"I am sure anyone that knew you when you were young, never grew up to be a JW.
How has your strict youth shaped you as an older person?
Have/had you ever discussed this with your mom? Did she ever apologize to you?"
Lois, calm down. Take a deep breath. Let out slowly.
Other kiddos had it much worse than I did. I just learned to not trust anyone.
RE: Did my mom ever apologize? For what? She is/was not wrong - in her eyes, she did nothing wrong.
I grew up with 5 siblings. My dad was killed when I was about 7-1/2, as did one of my sisters. My mom dove headlong into the JW religion after that.
I learned early on that anything I said - to anyone - could get back to my mom, and then I'd be 'in for it'. She was worse than sitting in a judicial committee.
Actually, I have to expand that a bit. She - and my siblings - were worse than sitting in a judicial committee meeting.
I remember one time - I had pulled deep within myself and wouldn't talk to anyone - or just enough to only say things like 'Hi', or 'Bye'. Or yes and no answers. (a friend described my behaviour as 'catatonic'.) I would wait at the KH after the meetings were over, and not speak to anyone. This was when my mom drove us to the KH, before I got my driver's license.
One night at the KH, this older man, a family friend (named Taze), came up to me and tried (in vain) to strike up a conversation that went something like...
"Hi Jimtx."
"hi."
"How are you?"
"fine."
There was a bit more along the same lines... and he finally got bored and left me alone.

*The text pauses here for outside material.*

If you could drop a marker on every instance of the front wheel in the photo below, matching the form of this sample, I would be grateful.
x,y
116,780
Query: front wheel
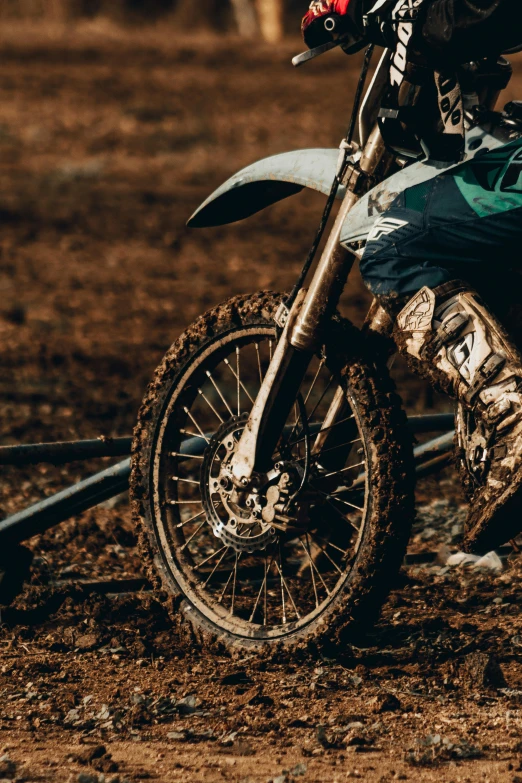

When I got home, my mom asked me, "Well, what did Taze want?"
"nothing."
"Well, it must have been something, you two looked pretty serious!"
"it was nothing."
Then the others jumped in, like a pack of dogs attacking the wounded dog in the pack. All sorts of "You better tell us what it was!" types of remarks.
This would usually last for 10 to 15 minutes. If I could outlast them, they'd get tired and leave me alone.
To this day, I don't really trust anyone - enough to tell them much.
Oh - and I used to listen to the radio a lot. Mostly far away stations. It was my way to leave - if only for a short while.